1 November 2012
The legalities of a nuclear shutdown
In July 2002, Germany amended its Atomic Energy Act so no new nuclear power plants could be built and existing power plants would continue running only for a limited time. In 2009, however, a coalition led by Chancellor Angela Merkel took control of the German government and reversed the country’s nuclear phase-out policy, extending nuclear plant operating lives and announcing that risks associated with nuclear energy were insignificant. Three months later, just days after the nuclear disaster at the Fukushima Daiichi Nuclear Power Station in Japan, the German government abruptly reversed course again, closing eight older nuclear power plants and eventually ordering the nine remaining plants to cease operations by 2022, at the latest. Three out of the four operators of German nuclear power plants have since taken legal action, seeking compensation for profits supposedly lost as a result of the nuclear policy change.
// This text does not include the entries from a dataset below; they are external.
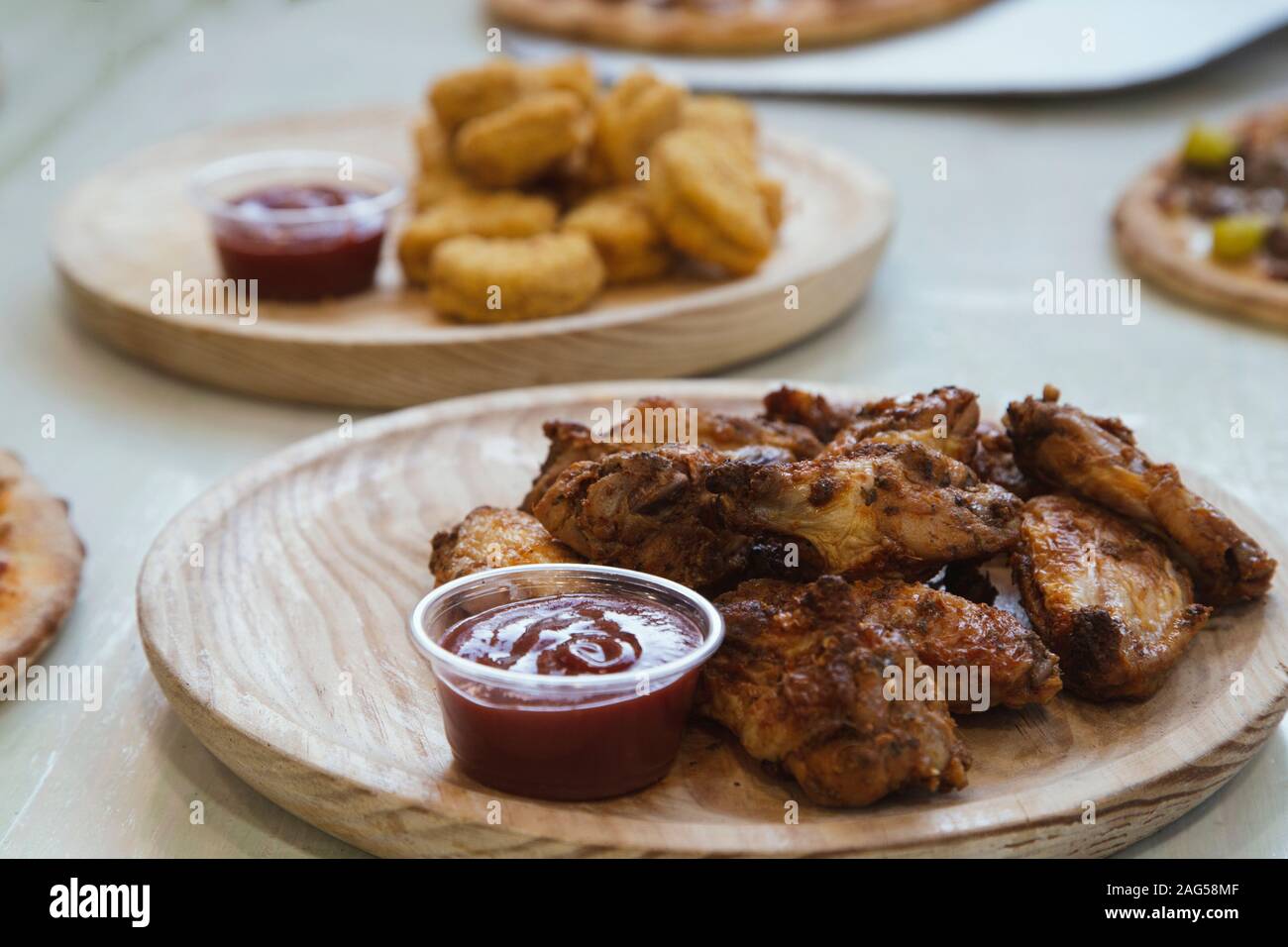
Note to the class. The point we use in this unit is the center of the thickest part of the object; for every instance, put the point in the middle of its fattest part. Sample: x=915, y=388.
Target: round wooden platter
x=286, y=652
x=133, y=224
x=1173, y=250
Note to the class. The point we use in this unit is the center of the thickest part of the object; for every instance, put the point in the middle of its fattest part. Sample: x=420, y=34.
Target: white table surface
x=1029, y=192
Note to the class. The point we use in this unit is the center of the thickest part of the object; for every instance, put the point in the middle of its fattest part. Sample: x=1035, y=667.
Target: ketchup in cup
x=305, y=226
x=566, y=682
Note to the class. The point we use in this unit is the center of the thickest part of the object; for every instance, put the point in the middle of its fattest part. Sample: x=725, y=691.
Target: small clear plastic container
x=304, y=224
x=585, y=736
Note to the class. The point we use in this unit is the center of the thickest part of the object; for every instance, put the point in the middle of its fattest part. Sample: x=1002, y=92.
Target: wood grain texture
x=286, y=654
x=133, y=223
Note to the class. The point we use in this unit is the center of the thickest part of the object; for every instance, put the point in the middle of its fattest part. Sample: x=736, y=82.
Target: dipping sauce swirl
x=566, y=681
x=575, y=634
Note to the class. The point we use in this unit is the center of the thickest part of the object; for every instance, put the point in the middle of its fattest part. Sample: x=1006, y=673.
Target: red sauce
x=555, y=746
x=300, y=262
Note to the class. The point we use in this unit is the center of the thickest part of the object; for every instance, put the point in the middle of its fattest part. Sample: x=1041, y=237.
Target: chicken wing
x=1106, y=596
x=943, y=419
x=571, y=442
x=949, y=631
x=645, y=510
x=1098, y=458
x=995, y=462
x=492, y=538
x=883, y=508
x=800, y=682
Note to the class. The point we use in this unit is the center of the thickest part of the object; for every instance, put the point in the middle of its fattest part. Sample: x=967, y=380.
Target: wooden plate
x=286, y=652
x=1173, y=250
x=134, y=223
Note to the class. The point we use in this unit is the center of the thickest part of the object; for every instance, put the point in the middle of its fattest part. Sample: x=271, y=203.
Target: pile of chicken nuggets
x=536, y=188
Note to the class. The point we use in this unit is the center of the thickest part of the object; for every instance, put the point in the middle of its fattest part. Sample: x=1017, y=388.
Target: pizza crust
x=40, y=564
x=1162, y=247
x=756, y=30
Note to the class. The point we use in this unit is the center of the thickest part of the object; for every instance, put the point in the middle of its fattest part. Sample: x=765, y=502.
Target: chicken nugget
x=625, y=234
x=467, y=94
x=522, y=142
x=497, y=214
x=722, y=114
x=706, y=193
x=506, y=278
x=438, y=176
x=630, y=119
x=571, y=75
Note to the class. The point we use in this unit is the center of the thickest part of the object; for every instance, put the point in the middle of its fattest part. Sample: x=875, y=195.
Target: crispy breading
x=630, y=118
x=492, y=538
x=574, y=73
x=467, y=94
x=482, y=214
x=1104, y=594
x=722, y=114
x=625, y=234
x=522, y=142
x=802, y=684
x=706, y=192
x=511, y=278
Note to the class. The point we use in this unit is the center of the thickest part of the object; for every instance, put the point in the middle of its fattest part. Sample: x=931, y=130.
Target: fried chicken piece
x=704, y=189
x=1098, y=459
x=459, y=97
x=966, y=579
x=645, y=510
x=943, y=420
x=492, y=214
x=879, y=509
x=630, y=119
x=490, y=538
x=800, y=682
x=725, y=115
x=625, y=234
x=571, y=442
x=948, y=631
x=506, y=279
x=995, y=462
x=1106, y=596
x=522, y=142
x=814, y=411
x=572, y=75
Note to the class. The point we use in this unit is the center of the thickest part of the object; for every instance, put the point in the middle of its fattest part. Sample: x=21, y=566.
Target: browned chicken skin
x=645, y=510
x=879, y=509
x=493, y=538
x=943, y=419
x=800, y=682
x=1098, y=458
x=949, y=631
x=1106, y=596
x=572, y=442
x=995, y=462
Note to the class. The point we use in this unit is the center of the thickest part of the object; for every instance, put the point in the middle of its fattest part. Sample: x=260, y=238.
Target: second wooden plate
x=133, y=224
x=273, y=612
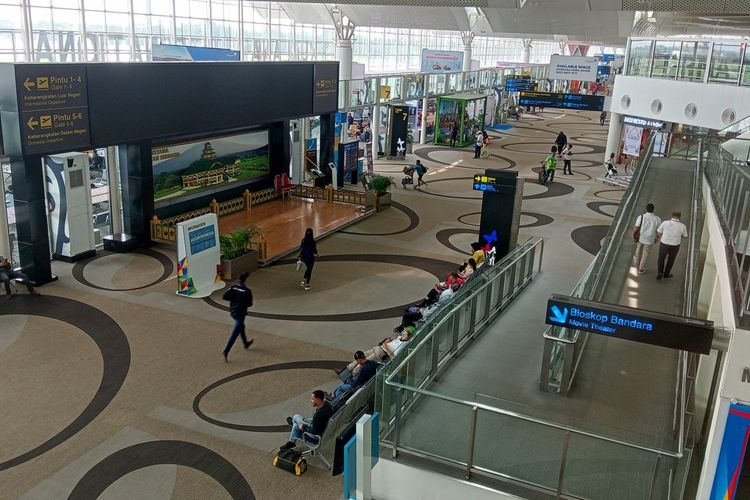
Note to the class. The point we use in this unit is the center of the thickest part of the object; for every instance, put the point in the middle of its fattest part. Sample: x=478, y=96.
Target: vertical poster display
x=632, y=143
x=198, y=257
But due to a number of factors—including the German constitution, which places a duty on the government to protect citizens, and the nuclear operators’ participation in the original 2002 agreement to phase out nuclear power—most legal observers believe these legal challenges to Germany’s nuclear exit are destined to fail. The German nuclear exit includes financial compromises that allow nuclear operators to recoup investments in their nuclear power plants, and the legal protection these compromises provide to the government may be the part of the German initiative that is of most interest to other countries considering nuclear exits.